In Berkeley County, more of its residents are people who grew up here and want to stay, or renters who are able to buy a house because of low interest rates, Fidler said.

With more residents comes an increased need for services.

From 1990 to 2003, Berkeley County schools had 3,777 new students walk through the doors - the most in the state. The next closest in terms of growth was Jefferson County, with 1,078 new students.

Other counties throughout the state lost population.

Overall, between July 1, 2003, and this past July 1, West Virginia gained 3,914 new residents for an overall population of 1,815,354, according to annual population estimates released last week by the U.S. Census Bureau. Since the 2000 Census, the state's population has grown by about 7,000 residents.

As for growth in the Eastern Panhandle, some see no end in sight.

"I think we're just getting a taste of it right now," Berkeley County Schools Superintendent Manny Arvon has said. "I think the biggest growth is yet ahead of us."

Bob Crawford, executive director of the Berkeley County Development Authority, agreed.

"I don't see it ending," he said.

Smaller business and commercial growth has accompanied residential construction, although the recession has "slowed things down a bit," Crawford said.

A few companies have announced plans to expand, but there have been no recent major announcements concerning an industry planning to open or relocate here, he said.

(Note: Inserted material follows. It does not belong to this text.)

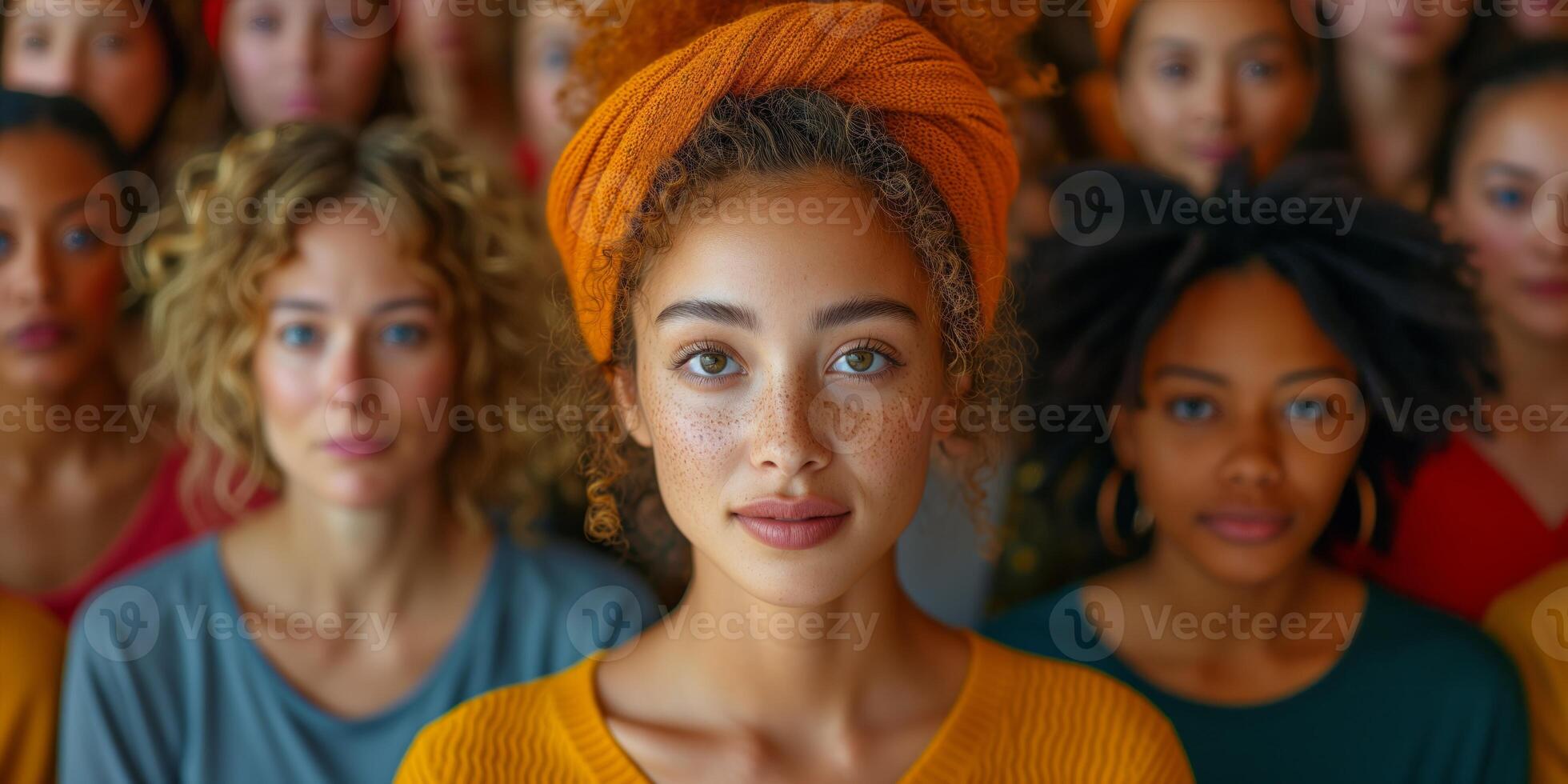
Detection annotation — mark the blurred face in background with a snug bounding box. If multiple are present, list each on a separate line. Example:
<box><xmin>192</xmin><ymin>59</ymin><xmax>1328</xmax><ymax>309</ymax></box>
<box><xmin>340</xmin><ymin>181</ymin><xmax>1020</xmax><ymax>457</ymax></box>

"The other side of the coin" of residential growth deals with services. Seventy or more studies show that for each dollar a resident pays in taxes, far more than a dollar is demanded in services such as education and emergency services, Crawford said.

A commercial business, however, will require far less than a dollar in services for each dollar paid in taxes, Crawford said.

Keeping pace with residential growth by bringing in new industry or retaining existing businesses is important, Crawford said.

Fidler said new residents bring with them a "Catch-22." They move here because housing prices are low, in part because of fewer regulations. Yet once here, some of those same people start demanding regulations, she said.

Chad Enders, president of the Martinsburg division of Dan Ryan Builders, said he believes many of the area's new residents are escaping from the city.

Small lots and homes almost on top of one another in the Washington area are offset here by large lots, fresh air and a view of the mountains, Enders said.

"It's just such a great place to be," said Enders, who said he plans to move here. "It isn't overbuilt. You're not on top of each other."